A closed circular cylinder has height \(16\) in. and radius \(r\) in. The total surface area is \(A\) sq. in.

Prove that \[\begin{equation*} \frac{dA}{dr} = 4\pi(r+8). \end{equation*}\]

The surface of a closed circular cylinder can be split into three parts, the two discs at the end, and the rectangular central section.

The two discs each have area \(\pi r^2\).

The central section is a curled up rectangle whose length is the height of the cylinder (\(16\)), and whose width is the circumference of the circle (\(2\pi r\)).

Hence the area of the rectangle is \(32 \pi r\), so that \[\begin{equation*} A = 2 \pi r^2 + 32 \pi r. \end{equation*}\] As a result, \[\begin{equation*} \frac{dA}{dr} = 4\pi r + 32\pi = 4\pi(r+8). \end{equation*}\]

Use this result to calculate an approximation for the increase in area when the radius increases from \(4\) to \(4.02\) in., the height remaining constant. You may leave the answer in terms of \(\pi\).
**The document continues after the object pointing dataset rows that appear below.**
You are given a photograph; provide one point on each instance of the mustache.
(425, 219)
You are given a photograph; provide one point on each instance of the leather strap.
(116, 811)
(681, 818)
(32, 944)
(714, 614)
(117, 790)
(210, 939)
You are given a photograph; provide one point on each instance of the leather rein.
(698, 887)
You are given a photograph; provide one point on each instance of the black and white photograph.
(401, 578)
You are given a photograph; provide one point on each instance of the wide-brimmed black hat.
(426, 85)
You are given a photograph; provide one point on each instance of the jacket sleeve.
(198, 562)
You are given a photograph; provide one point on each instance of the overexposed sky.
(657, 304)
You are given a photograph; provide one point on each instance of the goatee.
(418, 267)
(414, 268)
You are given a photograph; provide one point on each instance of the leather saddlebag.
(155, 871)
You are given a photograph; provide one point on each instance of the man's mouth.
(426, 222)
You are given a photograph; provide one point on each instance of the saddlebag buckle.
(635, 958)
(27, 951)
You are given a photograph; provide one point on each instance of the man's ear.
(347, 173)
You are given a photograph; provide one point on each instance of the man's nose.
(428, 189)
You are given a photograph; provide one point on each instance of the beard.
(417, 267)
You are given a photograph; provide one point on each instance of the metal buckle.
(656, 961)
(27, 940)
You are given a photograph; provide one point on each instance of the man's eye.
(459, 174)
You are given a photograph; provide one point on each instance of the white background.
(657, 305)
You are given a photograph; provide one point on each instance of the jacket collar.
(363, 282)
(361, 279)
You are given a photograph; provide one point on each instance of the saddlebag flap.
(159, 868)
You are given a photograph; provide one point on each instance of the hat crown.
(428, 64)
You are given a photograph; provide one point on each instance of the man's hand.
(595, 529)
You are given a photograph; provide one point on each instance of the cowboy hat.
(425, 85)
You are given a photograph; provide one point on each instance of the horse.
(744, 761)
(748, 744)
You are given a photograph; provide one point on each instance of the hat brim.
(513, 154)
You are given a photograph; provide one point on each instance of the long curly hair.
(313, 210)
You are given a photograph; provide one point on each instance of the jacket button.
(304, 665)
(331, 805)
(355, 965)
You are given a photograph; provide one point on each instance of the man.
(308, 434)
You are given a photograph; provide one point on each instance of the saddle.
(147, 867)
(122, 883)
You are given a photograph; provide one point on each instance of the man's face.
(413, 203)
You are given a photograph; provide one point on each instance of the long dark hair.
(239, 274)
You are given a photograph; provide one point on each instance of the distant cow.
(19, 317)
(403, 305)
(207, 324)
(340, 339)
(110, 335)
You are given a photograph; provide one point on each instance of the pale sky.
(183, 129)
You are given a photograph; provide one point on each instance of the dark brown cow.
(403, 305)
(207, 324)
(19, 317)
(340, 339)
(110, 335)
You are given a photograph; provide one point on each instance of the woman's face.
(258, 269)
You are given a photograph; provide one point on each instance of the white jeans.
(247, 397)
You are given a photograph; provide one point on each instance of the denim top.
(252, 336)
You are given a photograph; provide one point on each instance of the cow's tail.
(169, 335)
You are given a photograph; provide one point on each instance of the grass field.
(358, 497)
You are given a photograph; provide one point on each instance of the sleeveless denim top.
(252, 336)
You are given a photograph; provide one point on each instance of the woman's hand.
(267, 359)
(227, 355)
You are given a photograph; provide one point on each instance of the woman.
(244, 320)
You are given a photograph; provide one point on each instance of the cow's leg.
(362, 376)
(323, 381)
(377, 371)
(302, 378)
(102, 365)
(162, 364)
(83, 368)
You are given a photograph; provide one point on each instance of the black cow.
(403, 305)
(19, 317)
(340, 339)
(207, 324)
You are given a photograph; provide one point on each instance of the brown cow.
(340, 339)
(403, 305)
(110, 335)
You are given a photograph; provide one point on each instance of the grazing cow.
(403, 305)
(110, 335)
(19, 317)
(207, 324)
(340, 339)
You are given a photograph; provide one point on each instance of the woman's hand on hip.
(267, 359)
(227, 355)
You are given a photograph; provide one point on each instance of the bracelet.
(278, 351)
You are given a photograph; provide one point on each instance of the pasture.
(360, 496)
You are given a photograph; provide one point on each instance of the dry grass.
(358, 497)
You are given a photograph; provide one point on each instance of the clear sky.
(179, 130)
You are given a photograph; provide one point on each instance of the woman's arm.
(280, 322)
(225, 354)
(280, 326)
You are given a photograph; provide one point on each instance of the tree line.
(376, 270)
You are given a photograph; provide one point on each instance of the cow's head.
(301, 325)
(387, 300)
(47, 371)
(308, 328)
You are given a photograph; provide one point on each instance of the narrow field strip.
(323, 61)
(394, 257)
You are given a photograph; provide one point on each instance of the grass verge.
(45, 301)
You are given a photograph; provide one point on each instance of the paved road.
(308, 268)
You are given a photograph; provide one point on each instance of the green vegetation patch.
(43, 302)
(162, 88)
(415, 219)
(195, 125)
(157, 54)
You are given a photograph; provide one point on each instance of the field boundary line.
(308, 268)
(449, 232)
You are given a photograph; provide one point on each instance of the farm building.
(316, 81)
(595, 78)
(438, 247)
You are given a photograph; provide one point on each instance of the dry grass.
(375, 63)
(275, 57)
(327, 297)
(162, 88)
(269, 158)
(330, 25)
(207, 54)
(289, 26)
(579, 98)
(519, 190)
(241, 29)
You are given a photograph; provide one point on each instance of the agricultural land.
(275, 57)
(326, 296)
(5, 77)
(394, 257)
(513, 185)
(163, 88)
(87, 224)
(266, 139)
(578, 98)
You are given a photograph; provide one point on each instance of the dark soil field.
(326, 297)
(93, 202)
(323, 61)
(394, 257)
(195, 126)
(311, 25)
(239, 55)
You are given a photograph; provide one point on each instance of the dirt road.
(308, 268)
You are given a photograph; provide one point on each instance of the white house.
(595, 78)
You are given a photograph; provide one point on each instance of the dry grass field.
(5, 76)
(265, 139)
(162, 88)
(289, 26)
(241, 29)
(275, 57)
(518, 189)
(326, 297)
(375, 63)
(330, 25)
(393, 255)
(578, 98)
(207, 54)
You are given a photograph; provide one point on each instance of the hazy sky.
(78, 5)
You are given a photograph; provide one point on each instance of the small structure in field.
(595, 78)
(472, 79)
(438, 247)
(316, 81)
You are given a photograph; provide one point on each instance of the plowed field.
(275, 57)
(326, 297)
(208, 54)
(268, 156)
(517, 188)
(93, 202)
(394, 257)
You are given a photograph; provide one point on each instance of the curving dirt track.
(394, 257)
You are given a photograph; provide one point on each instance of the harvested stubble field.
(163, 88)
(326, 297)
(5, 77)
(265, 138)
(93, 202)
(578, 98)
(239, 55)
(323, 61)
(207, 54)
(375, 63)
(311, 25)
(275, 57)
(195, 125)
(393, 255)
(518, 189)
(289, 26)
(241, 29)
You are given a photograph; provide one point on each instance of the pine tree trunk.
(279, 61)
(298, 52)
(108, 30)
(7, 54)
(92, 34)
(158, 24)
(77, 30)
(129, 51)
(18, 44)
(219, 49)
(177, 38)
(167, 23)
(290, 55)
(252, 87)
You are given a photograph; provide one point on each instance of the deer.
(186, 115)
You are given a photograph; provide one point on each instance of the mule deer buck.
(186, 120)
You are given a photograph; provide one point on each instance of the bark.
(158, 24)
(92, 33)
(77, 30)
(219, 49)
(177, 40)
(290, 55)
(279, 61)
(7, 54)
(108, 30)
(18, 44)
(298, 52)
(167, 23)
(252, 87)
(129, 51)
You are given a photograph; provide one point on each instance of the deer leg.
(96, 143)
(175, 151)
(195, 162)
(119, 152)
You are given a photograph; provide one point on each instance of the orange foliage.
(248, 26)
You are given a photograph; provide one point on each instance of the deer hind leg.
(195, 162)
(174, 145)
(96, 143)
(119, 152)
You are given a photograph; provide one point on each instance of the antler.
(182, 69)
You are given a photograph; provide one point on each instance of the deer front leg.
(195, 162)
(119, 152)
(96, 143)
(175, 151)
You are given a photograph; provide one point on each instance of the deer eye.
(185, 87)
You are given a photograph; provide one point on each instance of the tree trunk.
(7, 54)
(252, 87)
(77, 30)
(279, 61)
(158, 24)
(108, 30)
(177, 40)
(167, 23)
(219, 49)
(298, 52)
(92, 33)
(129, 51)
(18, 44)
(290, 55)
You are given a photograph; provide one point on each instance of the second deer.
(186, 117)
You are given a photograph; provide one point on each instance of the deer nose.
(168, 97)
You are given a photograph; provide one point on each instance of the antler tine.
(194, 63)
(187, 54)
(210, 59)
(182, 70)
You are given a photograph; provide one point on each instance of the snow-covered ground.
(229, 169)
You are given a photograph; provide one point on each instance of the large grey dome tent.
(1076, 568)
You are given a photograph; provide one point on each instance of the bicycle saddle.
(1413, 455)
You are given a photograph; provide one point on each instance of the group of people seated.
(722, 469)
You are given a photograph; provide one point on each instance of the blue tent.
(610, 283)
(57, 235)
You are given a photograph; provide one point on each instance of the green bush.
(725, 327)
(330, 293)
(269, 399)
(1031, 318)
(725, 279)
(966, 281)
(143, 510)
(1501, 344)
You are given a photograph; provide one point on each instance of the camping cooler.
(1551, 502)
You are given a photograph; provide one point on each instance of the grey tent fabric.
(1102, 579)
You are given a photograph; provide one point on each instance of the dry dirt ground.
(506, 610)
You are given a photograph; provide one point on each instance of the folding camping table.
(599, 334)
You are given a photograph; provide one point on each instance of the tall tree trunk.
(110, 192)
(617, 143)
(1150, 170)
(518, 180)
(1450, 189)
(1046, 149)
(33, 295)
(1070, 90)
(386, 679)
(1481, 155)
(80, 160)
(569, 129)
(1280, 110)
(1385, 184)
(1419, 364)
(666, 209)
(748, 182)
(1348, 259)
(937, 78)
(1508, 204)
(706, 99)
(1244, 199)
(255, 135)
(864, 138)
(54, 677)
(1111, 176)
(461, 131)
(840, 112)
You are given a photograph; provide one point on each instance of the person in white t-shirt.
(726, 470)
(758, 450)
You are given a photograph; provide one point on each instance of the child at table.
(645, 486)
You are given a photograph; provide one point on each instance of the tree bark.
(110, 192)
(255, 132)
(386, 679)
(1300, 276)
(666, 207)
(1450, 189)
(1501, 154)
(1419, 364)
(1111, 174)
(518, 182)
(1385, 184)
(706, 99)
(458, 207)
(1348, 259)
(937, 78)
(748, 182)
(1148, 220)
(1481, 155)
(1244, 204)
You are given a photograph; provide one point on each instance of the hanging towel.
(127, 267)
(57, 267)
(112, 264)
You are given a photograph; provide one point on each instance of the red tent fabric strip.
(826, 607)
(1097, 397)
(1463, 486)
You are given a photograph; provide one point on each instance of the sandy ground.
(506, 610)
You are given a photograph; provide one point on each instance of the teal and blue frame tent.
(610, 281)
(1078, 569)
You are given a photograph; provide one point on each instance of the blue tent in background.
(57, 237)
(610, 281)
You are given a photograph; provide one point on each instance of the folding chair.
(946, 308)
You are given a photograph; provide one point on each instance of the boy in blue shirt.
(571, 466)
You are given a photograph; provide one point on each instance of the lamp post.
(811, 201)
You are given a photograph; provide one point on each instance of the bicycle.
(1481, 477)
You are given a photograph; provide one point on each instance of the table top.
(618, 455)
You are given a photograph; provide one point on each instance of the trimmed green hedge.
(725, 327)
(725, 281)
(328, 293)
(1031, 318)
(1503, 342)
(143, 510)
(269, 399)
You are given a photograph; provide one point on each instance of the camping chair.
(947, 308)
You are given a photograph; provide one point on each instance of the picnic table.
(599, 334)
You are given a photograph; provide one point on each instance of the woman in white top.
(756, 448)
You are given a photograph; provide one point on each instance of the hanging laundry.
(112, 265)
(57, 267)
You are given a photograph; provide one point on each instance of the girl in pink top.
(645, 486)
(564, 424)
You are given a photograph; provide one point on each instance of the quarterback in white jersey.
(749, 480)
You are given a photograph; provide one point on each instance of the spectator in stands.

If we increase \(r\) by a small amount \(\delta r\), we increase the surface area \(A\) by a small amount \(\delta A\).

Moreover, we can say \(\dfrac{\delta A}{\delta r} \approx \dfrac{dA}{dr}\) evaluated at that point, and when \(r = 4, \dfrac{dA}{dr} = 48\pi\).

So \(\dfrac{\delta A}{\delta r} =\dfrac{\delta A}{0.02} \approx 48 \pi\), which tells us that \(\delta A \approx 0.96\pi\).